Chromatin regulation in brain development and disease
Our goal is to understand what drives brain cell diversity during development. We focus on the role of epigenetic regulators that control chromatin accessibility and gene expression. The lab uses epigenome editing technologies, mouse stem cell cultures, in vivo models and state-of-the-art genomic techniques to study mechanisms of chromatin regulation in the brain. Our aim is to gain novel insights into neurodevelopmental disorders like autism, which are frequently associated with mutations in epigenetic regulators.
Brain development. Characterizing the diversity and function of brain cell types is essential to our understanding of complex brain functions and neurodevelopmental disease. What remains poorly understood is what establishes the gene expression networks that determine a brain cell’s identity and how misregulation of this epigenetic process causes disease. We seek to unravel the molecular mechanisms that allow cell type-specific chromatin remodeling complexes to regulate chromatin accessibility at genes that promote distinct cell fates.

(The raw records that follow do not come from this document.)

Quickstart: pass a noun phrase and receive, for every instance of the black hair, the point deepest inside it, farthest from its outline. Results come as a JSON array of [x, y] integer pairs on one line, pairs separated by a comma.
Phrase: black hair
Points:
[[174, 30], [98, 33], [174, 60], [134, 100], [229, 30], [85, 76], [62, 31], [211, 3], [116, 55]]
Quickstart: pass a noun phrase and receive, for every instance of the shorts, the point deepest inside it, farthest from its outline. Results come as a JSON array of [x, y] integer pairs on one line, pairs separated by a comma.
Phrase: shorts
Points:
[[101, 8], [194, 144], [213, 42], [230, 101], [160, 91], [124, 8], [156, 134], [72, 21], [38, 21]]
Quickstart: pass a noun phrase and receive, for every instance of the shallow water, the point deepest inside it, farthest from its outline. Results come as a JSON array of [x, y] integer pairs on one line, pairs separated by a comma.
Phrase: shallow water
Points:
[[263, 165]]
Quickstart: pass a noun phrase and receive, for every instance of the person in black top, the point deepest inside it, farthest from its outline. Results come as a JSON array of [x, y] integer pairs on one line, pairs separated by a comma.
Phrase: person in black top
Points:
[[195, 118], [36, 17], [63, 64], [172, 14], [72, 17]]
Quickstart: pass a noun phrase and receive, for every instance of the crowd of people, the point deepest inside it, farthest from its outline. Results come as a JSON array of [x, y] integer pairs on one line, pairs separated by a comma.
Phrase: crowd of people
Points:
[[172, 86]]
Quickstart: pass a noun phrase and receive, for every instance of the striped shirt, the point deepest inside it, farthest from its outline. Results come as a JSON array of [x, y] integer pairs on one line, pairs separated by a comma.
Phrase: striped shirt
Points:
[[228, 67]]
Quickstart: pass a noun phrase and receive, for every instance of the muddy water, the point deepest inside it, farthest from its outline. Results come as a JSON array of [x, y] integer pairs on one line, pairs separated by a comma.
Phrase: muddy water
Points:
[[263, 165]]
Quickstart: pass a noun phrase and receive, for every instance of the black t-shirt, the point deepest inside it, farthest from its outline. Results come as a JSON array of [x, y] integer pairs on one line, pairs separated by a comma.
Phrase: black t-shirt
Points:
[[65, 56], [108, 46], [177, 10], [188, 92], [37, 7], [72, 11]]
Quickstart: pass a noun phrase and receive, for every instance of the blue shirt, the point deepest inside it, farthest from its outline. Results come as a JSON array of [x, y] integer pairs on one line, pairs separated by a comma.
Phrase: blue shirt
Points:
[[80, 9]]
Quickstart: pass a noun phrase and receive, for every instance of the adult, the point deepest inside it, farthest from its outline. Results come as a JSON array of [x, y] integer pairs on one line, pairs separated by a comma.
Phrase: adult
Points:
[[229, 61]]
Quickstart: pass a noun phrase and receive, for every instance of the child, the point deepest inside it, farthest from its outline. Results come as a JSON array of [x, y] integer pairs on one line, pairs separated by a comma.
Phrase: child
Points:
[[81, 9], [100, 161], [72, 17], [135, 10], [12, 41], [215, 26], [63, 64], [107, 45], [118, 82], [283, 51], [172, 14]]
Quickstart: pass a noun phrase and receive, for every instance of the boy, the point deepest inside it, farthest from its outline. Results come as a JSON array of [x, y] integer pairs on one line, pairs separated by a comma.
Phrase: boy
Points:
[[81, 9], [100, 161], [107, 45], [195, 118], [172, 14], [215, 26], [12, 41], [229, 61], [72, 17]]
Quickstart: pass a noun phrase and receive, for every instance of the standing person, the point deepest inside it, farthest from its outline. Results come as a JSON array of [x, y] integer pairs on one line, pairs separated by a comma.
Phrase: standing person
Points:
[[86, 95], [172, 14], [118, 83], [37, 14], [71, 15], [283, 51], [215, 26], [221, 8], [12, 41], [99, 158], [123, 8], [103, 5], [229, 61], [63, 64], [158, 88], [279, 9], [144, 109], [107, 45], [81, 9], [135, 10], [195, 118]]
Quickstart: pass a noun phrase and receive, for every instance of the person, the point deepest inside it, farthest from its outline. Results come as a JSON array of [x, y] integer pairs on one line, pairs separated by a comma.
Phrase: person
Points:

Epigenome editing. Understanding the causal link between epigenetic marks and gene regulation remains a central question in chromatin biology. To edit the epigenome we developed the FIRE-Cas9 system for rapid and reversible recruitment of endogenous chromatin regulators to specific genomic loci. This strategy provides precise kinetic information to model epigenetic memory and plasticity in living cells. It is broadly applicable to mechanistic studies of endogenous multi-subunit chromatin regulator complexes.
Chromatin remodeling. Chromatin remodelers generate chromatin accessibility through ATP-dependent nucleosome eviction and repositioning. These multi-subunit complexes can be assembled into cell type-specific forms to regulate chromatin in a cell type-specific manner. A key driver of brain cell fate is the BAF (or mSWI/SNF) chromatin remodelling complex. There are hundreds of alleles of BAF complex subunits that have been linked to human neurodevelopmental disorders. We investigate how BAF complexes regulate cell type-specific gene expression networks during brain development. Our goal is to shed new light on the general epigenetic principles that control brain cell fate as well as reveal the molecular mechanisms that characterize neurodevelopmental disorders.